EXIMBank’s chief executive, Navin Dookeran, made this disclosure in responding to questions from Express Business on the facility that was rolled out by the Government in the 2018 fiscal year.
Dookeran said: “The EXIMBank Foreign Exchange Facility which we established in 2018 is now fully operational. Consistent with its mandate to promote non-energy exports, the EXIMBank is now able to fund its foreign exchange account, with US$100 million in the first instance, to meet the foreign exchange requirements of certain qualifying non-oil domestic manufacturers.”
He said the EXIMBank was initially allocated US$10 million in 2018, a further US$10 million in mid 2019 and now a further US$30 million in January 2020. The US$30 million was first disclosed by Prime Minister Dr Keith Rowley in an interview with CNC3’s Khamal Georges.
Dookeran noted that Rowley had stated during the interview that the “pilot project” was working. Rowley had said the Government had tried to make foreign exchange available and the “pilot project” was working.
“Applications which are now being processed are aligned with the export-driven plans of our domestic manufacturers, thereby consolidating investor confidence in our economy and at the same time contributing to the expansion and competitiveness of our non-energy base,” said Dookeran.
In announcing the facility, Finance Minister Colm Imbert told Parliament in his 2018 budget presentation: “One of the major challenges for exporters at this time is access to foreign exchange for raw materials and other essential inputs into manufacturing.
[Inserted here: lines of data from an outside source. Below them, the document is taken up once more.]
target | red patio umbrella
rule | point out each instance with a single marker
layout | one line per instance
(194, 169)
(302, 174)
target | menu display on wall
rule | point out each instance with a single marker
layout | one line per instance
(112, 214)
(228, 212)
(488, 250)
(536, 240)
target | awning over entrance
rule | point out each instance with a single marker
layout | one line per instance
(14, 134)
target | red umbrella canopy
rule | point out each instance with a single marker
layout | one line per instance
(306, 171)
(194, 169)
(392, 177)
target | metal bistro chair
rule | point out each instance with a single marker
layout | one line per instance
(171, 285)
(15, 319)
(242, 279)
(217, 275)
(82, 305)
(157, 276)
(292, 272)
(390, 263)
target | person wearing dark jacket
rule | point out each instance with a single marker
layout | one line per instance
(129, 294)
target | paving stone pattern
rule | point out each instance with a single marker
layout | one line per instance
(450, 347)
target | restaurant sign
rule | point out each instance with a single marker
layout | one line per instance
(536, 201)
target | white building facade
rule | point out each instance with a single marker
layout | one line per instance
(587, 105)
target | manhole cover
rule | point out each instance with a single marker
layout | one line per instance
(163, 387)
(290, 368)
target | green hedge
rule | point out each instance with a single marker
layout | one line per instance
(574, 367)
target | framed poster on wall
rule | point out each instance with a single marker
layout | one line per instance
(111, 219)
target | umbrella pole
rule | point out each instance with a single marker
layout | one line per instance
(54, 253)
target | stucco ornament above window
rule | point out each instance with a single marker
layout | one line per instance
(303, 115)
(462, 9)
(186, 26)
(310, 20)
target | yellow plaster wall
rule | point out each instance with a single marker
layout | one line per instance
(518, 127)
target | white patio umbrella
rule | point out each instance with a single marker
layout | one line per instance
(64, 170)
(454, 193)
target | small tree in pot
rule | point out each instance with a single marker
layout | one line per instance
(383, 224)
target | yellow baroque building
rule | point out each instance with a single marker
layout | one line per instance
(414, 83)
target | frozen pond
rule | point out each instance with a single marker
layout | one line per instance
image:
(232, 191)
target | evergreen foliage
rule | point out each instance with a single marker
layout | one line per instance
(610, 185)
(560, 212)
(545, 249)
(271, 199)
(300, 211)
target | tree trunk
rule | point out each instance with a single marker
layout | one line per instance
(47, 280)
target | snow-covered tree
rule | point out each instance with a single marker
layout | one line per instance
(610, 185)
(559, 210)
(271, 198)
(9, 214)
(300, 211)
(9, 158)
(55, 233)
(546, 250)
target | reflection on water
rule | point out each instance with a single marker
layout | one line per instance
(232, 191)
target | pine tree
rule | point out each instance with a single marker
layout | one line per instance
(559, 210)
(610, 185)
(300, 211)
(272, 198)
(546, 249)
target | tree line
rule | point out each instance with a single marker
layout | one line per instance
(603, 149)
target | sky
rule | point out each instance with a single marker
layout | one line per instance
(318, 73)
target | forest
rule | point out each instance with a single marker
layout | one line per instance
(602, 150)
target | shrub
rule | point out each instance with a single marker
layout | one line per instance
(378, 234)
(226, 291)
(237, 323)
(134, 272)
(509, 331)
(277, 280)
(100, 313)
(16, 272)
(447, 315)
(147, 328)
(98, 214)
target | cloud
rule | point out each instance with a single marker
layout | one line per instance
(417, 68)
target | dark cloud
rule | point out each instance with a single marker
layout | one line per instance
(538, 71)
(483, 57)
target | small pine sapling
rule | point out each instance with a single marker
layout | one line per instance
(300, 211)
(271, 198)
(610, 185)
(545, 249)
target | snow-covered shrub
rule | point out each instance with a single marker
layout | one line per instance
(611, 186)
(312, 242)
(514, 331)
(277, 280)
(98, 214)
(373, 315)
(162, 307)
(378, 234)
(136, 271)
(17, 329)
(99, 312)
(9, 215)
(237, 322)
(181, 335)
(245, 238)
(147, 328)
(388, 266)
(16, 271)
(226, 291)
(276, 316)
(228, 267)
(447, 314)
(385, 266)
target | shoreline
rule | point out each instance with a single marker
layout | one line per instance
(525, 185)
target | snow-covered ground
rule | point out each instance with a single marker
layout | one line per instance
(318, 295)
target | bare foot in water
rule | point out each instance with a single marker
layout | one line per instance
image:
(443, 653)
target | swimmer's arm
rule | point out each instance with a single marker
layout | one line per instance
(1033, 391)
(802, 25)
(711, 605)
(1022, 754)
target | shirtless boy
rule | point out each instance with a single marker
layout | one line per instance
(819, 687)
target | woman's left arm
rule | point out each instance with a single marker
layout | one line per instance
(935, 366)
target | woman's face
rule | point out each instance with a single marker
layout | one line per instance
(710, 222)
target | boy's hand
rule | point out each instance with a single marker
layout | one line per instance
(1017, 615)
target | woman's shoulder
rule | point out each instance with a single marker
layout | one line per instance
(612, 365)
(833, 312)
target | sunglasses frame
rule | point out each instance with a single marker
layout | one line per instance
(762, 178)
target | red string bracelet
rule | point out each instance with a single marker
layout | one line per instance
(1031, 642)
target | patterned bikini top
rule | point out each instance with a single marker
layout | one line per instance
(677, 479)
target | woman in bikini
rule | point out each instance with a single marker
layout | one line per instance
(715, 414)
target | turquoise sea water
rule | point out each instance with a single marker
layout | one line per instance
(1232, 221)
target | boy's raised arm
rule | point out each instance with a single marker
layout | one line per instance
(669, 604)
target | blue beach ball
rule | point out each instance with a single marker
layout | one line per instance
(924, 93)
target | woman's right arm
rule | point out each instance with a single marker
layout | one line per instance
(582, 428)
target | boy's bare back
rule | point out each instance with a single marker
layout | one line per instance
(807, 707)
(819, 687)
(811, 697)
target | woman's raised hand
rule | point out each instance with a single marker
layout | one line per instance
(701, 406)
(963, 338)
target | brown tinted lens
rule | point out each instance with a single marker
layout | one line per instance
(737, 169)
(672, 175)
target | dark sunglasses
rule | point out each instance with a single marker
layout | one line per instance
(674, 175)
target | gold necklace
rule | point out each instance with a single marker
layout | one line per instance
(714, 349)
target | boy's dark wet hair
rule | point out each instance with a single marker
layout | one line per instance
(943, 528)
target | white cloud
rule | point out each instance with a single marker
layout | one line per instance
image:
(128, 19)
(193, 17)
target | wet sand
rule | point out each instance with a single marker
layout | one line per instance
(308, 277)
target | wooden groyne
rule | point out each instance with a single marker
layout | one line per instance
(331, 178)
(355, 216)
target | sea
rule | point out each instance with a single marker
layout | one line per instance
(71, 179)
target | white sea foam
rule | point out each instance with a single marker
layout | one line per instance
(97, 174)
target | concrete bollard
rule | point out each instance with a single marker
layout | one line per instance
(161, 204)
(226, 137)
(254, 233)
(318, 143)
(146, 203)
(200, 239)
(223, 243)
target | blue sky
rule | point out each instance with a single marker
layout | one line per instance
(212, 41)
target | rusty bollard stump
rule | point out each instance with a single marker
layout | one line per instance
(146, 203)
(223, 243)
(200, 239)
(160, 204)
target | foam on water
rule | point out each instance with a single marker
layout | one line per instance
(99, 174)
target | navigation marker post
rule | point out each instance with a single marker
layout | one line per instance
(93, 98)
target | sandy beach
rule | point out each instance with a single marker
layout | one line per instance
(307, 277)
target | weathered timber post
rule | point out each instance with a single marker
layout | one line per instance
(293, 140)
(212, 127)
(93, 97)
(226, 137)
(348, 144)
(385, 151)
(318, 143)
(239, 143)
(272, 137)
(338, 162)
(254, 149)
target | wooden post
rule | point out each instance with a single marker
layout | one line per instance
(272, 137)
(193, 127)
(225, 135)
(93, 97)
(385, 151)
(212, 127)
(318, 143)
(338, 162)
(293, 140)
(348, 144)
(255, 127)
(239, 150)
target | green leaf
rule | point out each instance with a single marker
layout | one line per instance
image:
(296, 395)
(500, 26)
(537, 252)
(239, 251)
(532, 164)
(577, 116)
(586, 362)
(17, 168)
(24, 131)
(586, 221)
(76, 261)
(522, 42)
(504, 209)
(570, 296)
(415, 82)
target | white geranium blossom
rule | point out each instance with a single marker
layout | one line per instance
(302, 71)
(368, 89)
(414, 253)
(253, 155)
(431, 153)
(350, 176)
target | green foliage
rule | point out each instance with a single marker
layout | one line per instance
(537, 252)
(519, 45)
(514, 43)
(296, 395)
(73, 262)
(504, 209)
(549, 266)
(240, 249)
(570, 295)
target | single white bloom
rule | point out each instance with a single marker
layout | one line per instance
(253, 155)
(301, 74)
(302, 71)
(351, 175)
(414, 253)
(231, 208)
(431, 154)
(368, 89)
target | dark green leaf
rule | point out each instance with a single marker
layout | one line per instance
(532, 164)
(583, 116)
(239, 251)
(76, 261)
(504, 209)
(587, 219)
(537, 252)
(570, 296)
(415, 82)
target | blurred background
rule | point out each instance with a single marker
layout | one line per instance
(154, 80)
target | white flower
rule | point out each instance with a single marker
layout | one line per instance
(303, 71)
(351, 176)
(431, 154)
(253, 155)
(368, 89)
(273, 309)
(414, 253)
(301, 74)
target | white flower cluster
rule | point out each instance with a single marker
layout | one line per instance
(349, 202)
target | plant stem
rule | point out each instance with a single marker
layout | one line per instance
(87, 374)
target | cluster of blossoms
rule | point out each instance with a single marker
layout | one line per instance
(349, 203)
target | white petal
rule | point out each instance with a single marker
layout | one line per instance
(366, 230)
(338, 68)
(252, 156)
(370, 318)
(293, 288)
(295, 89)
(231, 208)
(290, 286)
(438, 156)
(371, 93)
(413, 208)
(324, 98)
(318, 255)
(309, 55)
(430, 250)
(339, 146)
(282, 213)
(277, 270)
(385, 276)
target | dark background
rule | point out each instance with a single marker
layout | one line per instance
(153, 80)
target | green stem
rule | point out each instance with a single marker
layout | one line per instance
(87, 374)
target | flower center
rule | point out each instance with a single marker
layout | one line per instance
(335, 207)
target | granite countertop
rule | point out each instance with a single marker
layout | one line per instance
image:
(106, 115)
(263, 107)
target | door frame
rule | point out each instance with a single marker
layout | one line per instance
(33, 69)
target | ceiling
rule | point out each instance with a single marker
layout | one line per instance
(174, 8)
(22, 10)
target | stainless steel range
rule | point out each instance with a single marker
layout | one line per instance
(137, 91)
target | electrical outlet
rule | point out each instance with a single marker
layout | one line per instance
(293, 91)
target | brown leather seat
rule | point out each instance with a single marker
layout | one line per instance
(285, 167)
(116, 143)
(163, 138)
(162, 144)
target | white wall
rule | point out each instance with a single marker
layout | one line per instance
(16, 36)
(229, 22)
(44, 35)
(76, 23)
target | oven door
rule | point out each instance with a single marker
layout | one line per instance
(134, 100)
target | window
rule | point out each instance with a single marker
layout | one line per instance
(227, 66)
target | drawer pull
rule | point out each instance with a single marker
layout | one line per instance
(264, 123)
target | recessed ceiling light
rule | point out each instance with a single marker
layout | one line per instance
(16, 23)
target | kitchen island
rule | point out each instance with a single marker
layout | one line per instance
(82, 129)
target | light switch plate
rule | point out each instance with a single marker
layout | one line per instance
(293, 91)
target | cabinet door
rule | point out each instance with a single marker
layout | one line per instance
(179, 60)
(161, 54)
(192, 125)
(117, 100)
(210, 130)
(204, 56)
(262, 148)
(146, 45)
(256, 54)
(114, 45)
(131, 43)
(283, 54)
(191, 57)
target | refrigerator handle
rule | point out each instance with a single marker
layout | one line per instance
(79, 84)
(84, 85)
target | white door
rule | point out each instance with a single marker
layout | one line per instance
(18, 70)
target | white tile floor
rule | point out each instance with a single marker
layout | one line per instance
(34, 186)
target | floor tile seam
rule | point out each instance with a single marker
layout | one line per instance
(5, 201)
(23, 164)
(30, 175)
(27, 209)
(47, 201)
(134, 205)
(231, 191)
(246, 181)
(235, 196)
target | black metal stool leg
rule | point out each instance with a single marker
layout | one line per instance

To address this problem, we are establishing a facility to allow eligible exporters to access foreign exchange. In furtherance of this objective we will request the Central Bank to license the EXIMBank as a dealer in foreign exchange and give the EXIMBank the responsibility to allocate foreign exchange to exporters.
“In the first instance, the facility would be capitalised at US$100 million and will be available in fiscal 2018. The facility will fund the operations and import requirements of our local manufacturers and exporters. To qualify, at least 30 per cent of a business’s production must be for export.”
Responding to questions on whether there was a change in the execution of the facility to account for the difference between the minister’s announcement of US$100 million and the actual disbursement of US$21.8 million, Dookeran said: “It is my understanding that the EXIMBank has access to US$100 million, as a pilot project for manufacturers, but it is being approved in tranches.
“In mid 2019, we conducted empirical testing with the T&T Manufacturers Association to redesign the facility and the allocation amounts to better meet the needs of manufacturers. The EXIMBank-TTMA collaboration has resulted in a client-centric approach to the delivery.”